Le principe d’inopposabilité d’une transaction peut être source de litige entre l’assureur et son client. La compagnie d’assurance peut d’ailleurs inclure une clause le concernant dans le contrat. Sous quelle condition un acte peut alors être considéré comme opposable à l’assureur ? La Cour de Cassation apporte quelques précisions en rappelant les textes du Code des assurances.

Une transaction est réalisée entre un tiers victime et un assuré, finalisée sans l'intervention de l'assureur. Or, son client fait appel à ce dernier pour la garantie prévue dans son contrat. Qu'arrive-t-il dans ce cas ? Le principe d'inopposabilité pour les transactions conclues en dehors de l'assureur peut-il s'appliquer ? Le Code des assurances autorise les compagnies concernées à ajouter une clause à ce sujet dans leur contrat. Elles peuvent ainsi s'appuyer sur la non-participation à l'acte pour rejeter l'opposabilité. Ce n'est pas pour autant que les litiges sont évités. Il est difficile de savoir dans quelle condition l'assureur peut être considéré comme participant.


Une participation étroite est requise

Une affaire confiée à la Cour d'appel fait à nouveau naître les interrogations concernant l'inopposabilité d'une transaction. Du point de vue légal, l'article L. 124-2 du Code des assurances servira de référence. Selon ce texte, l'assureur peut préciser dans le contrat qu'une transaction conclue en son absence ne lui est pas opposable.

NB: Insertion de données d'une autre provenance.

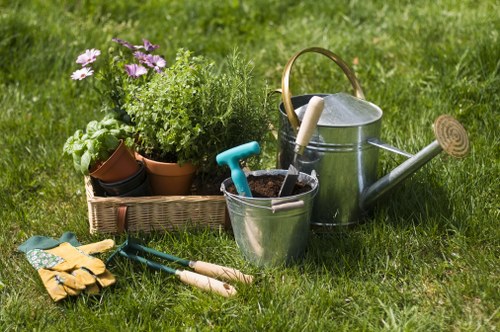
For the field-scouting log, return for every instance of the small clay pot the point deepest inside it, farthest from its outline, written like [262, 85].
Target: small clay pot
[133, 186]
[169, 178]
[120, 165]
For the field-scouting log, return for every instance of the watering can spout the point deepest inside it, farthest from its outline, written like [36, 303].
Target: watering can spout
[450, 137]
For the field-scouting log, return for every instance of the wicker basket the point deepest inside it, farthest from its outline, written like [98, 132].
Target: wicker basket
[113, 215]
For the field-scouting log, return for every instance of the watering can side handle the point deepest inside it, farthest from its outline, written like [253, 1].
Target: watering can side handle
[285, 79]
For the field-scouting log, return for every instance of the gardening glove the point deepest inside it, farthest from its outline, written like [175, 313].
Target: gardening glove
[76, 265]
[76, 259]
[59, 284]
[87, 269]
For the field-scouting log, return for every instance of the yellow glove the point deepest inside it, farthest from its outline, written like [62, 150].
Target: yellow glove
[75, 259]
[66, 270]
[104, 279]
[59, 284]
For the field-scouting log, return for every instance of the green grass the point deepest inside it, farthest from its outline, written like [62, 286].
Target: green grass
[426, 260]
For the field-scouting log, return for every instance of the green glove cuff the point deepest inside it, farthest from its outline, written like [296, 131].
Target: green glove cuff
[44, 242]
[40, 259]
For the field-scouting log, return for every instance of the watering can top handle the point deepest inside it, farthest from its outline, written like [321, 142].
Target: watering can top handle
[287, 95]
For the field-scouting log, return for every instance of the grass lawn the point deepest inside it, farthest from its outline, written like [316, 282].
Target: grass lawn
[427, 259]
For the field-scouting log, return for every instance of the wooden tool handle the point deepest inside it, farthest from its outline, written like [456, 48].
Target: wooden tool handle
[97, 247]
[206, 283]
[309, 122]
[217, 271]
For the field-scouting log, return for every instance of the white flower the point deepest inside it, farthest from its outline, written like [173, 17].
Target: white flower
[80, 74]
[88, 56]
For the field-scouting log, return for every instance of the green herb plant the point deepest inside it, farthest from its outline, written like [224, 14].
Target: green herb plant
[191, 111]
[94, 146]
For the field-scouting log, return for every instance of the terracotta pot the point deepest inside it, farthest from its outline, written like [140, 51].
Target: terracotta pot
[169, 178]
[136, 185]
[120, 165]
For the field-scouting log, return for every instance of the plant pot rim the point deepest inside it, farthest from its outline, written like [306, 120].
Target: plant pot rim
[164, 168]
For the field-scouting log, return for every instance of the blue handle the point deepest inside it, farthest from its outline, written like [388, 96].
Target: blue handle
[232, 157]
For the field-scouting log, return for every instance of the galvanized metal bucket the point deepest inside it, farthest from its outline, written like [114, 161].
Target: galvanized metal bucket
[271, 231]
[339, 150]
[344, 151]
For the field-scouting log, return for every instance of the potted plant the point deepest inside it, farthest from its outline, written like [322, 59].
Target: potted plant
[191, 111]
[101, 152]
[113, 135]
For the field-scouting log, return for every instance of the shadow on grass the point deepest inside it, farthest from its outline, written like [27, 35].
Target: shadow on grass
[417, 206]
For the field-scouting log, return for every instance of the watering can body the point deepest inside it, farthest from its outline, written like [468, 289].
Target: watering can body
[344, 151]
[346, 164]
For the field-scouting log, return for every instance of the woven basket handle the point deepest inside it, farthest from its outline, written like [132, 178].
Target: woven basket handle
[121, 219]
[285, 79]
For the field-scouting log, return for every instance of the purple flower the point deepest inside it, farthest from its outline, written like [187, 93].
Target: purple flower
[142, 57]
[135, 70]
[82, 73]
[148, 46]
[124, 43]
[88, 57]
[155, 61]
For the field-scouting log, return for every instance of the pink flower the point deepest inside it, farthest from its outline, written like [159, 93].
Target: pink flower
[88, 57]
[155, 61]
[142, 57]
[148, 46]
[135, 70]
[124, 43]
[82, 73]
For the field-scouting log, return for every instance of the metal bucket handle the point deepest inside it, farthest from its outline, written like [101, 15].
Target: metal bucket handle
[287, 95]
[276, 205]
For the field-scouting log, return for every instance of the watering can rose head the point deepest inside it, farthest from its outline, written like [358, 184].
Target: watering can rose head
[123, 70]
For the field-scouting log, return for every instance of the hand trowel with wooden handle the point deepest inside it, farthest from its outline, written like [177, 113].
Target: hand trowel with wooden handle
[309, 122]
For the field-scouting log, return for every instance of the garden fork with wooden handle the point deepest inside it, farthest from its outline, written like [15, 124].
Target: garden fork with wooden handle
[203, 277]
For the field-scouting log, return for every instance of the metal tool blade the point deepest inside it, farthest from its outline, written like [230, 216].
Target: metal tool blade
[289, 183]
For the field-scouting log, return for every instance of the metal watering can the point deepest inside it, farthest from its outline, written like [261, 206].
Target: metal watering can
[344, 149]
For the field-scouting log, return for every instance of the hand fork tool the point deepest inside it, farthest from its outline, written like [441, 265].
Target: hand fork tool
[204, 281]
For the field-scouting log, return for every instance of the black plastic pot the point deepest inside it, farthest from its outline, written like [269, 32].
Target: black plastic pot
[136, 185]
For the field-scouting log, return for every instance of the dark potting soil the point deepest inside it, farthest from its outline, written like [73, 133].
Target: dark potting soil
[267, 186]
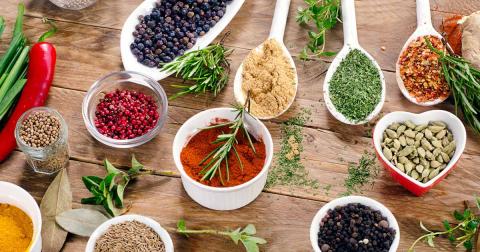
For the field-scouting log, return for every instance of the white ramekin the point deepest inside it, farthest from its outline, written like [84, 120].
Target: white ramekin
[16, 196]
[167, 240]
[375, 205]
[225, 198]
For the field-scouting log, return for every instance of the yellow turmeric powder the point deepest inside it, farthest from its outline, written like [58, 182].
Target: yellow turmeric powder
[16, 229]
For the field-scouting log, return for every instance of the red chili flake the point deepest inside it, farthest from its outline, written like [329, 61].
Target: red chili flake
[125, 114]
[421, 72]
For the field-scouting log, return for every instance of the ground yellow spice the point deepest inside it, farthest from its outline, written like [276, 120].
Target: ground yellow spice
[270, 78]
[16, 229]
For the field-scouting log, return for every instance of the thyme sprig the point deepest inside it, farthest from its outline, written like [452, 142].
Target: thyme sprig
[460, 234]
[227, 144]
[324, 14]
[245, 235]
[208, 68]
[464, 82]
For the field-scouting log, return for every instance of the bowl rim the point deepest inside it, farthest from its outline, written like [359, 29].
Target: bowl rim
[29, 200]
[176, 153]
[460, 143]
[100, 230]
[159, 94]
[342, 201]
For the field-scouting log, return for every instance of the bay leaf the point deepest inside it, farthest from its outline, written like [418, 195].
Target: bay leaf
[57, 199]
[80, 221]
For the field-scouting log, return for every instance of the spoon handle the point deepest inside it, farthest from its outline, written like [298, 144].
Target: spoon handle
[279, 19]
[350, 36]
[423, 13]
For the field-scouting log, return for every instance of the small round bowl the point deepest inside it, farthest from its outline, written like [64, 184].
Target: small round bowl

Il appartient au client de vérifier ces différentes clauses avant de signer. Tout comme il peut utiliser un comparateur assurance avant de faire un choix.

La question est toutefois de savoir dans quel cas l'assureur peut être considéré comme participant à la transaction. La Cour de cassation a été claire sur ce point. Il faut qu'il soit signataire ou ait une participation étroite durant les négociations. Ces deux facteurs ne sont pas toujours compris par les parties concernées. L'affaire présentée à la Cour d'appel en est la preuve.

Le seul fait d'informer l'assureur ne suffit pas

Elle concerne une banque et une entreprise spécialisée en impression de billets d'un montant de 180 millions. Une partie a pourtant été volée au cours de l'opération. Ayant souscrit une assurance responsabilité civile, la société d'impression a fait appel à la compagnie d'affiliation. Elle demandait une indemnisation valant 50 millions. Une transaction a cependant été finalisée avec la banque et l'assureur n'a pas été signataire. Se posait alors la question de l'inopposabilité énoncée dans le contrat.

La décision prise par la Cour d'appel obligeait l'assureur à compenser son client. En effet, il a été informé et a exprimé sa décision de ne pas prendre part à la transaction. Cela suffit aux yeux de cette juridiction pour que l'opération lui soit opposable. La compagnie d'assurance refuse cette idée et sa position a été soutenue par la Cour de cassation. D'ailleurs, pour celle-ci, les décisions de la Cour d'appel de condamner l'assureur vont à l'encontre de l'article du Code des assurances. Pour cause, il n'a pas été confirmé que la compagnie d'assurance a été impliquée dans la finalisation de la transaction.